Parklar, Parklar ve Yine Parklar
“Tiflis’de en sevdiğin şey neydi?” diye sorsalar hiç düşünmeden “parklar” yanıtını verirdim. Bu şehirde çok park var ve hepsi gerçekten de muhteşem.
Bugünkü aklım olsa, evi Old Town’dan değil, daha güzel bakımlı olan Rustavelli’ye ve parklara yakın bir yerden tutardım. Bu şehirde bütün günümü ve hatta bütün tatilimi parklarda arınarak ve huzur içinde geçirebilirmişim…
O parktan
çıkıp az yürüyünce adı başka olan başka bir parka giriyoruz. Seramiklerle süslü
bir havuz, devasa ama oymalarıyla süslemeleriyle son derece şık bir fıskiye
bizi karşılıyor. Yine heykeller, yine ulu ağaçlar…
Tiflis’te bir
tane bile müze gezemediysem, - ki Kitap Müzesi’ni görmeyi istedim- sorumlusu bu
insanın aklını başından alan, zamanı unutturan parklardır…
Yıllar sonra
bile Tiflis dendiğinde bu ağaçların güzelliğini ve bende yarattığı hisleri
unutmayacağım…
Yağmur
Akşam beş altı
gibi parktan çıkarken hafiften yağmur başlıyor. Sonra hızlanıyor. Elimizde
sevgili ev sahibimizin bu durumları bildiği için eve bıraktığı büyük siyah
şemsiye, ayağımda seyahate çıkarken son anda sezgisel olarak giydiğim su
geçirmez botlar ve su geçirmez soft shell montum olmasaydı gezi kesin çileye
dönerdi. Allahtan oldum olası “hava durumu” haberlerine meraklıyım ve bu nedenle yola tedarikli çıktım.
Tiflis’in
iklimi için “nemli subtropikal iklim” deniyor. Yani tropikal kuşağa yakın bir
yerde. O yüzden nemli ve yazın da çok sıcak oluyormuş. Mayıs sonu olmasına
rağmen mont ve bot ile gezdik hep ve tam döneceğimiz gün öyle bir sıcak vardı
ki, anladım "yazın Tiflis sıcağı çok fena olur” diyenleri…

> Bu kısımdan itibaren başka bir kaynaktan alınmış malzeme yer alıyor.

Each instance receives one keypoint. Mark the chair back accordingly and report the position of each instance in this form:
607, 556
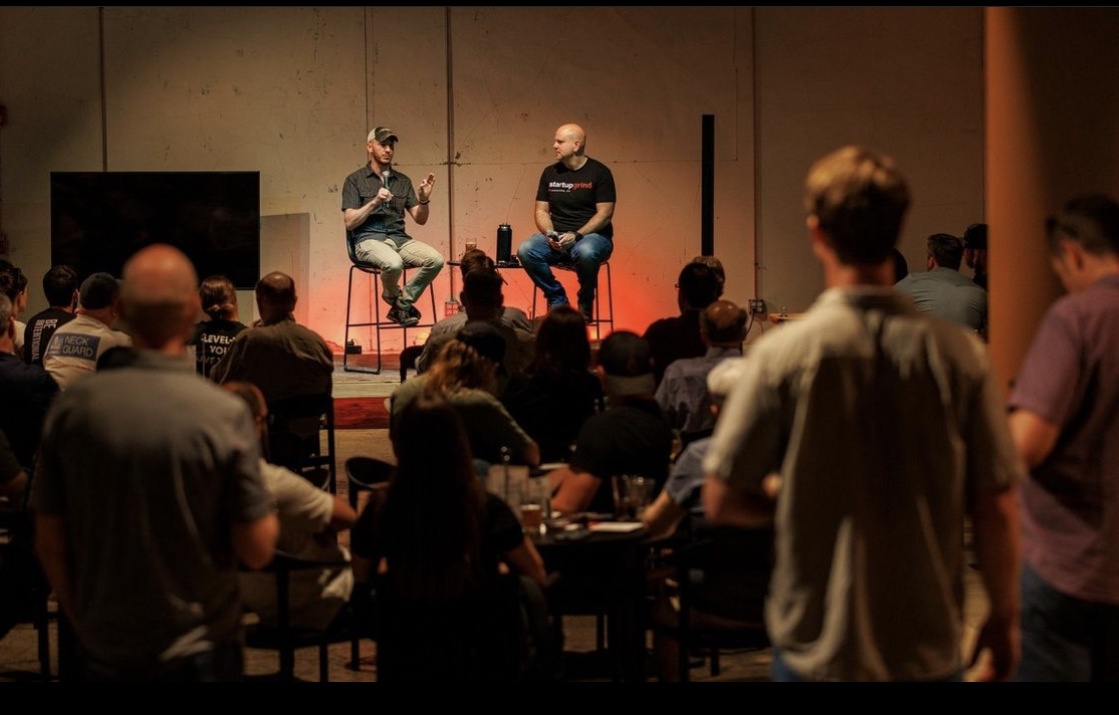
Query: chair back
295, 432
285, 638
722, 576
365, 474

Mayıs sonuydu ama serin ve bulutluydu genelde. Ne zaman yağmur yağacağı gerçekten de belli olmuyor bu şehirde. Bir bulut geliyor, saatlerce döküveriyor içini, sonrası birden aydınlık...
Eve gelene
kadar öyle bir ıslanmışım ki… Sokaklar da enteresan. Özellikle bizim evin
olduğu Old Town’da… Evlerden dışarıya abartmıyorum bir metre genişliğinde
borular sarkıyor ve çatıda biriken yağmur “foşş” diye o borulardan kaldırımda
yürüyen insanların üzerine boşalabiliyor. Zaten Old Town’da kaldırım var mı yok
mu o da belli değil ya, giderseniz ne demek istediğimi anlarsınız.
19052 adım
atmışım bugün. Evet insanlık için, hele ki spora alışkın insanlık için
hiçbir şey olmayabilir ama benim için gerçekten çok fazla. Yorgunluktan her
yerim ağrıyor, ama asla pişman değilim…
Evde İlk Yemek
Ve beklenen an
geldi! Evet yağmurdan Carrefour’a yine uğrayamadık ama “Spar” denilen ve
simgesi yeşil ağaç olan marketler burada çok yaygın. Neredeyse her caddede bir
tane mutlaka gördüm. Bizdeki üç harfliler gibi… Makarna, domates, yumurta,
zeytin, şaşırtıcı derecede ev yoğurdu gibi lezzetli olan yoğurt, zeytinyağı
olmadığı için mecburen ayçiçek yağı, ekmek, su ve bira alıp eve giriyoruz.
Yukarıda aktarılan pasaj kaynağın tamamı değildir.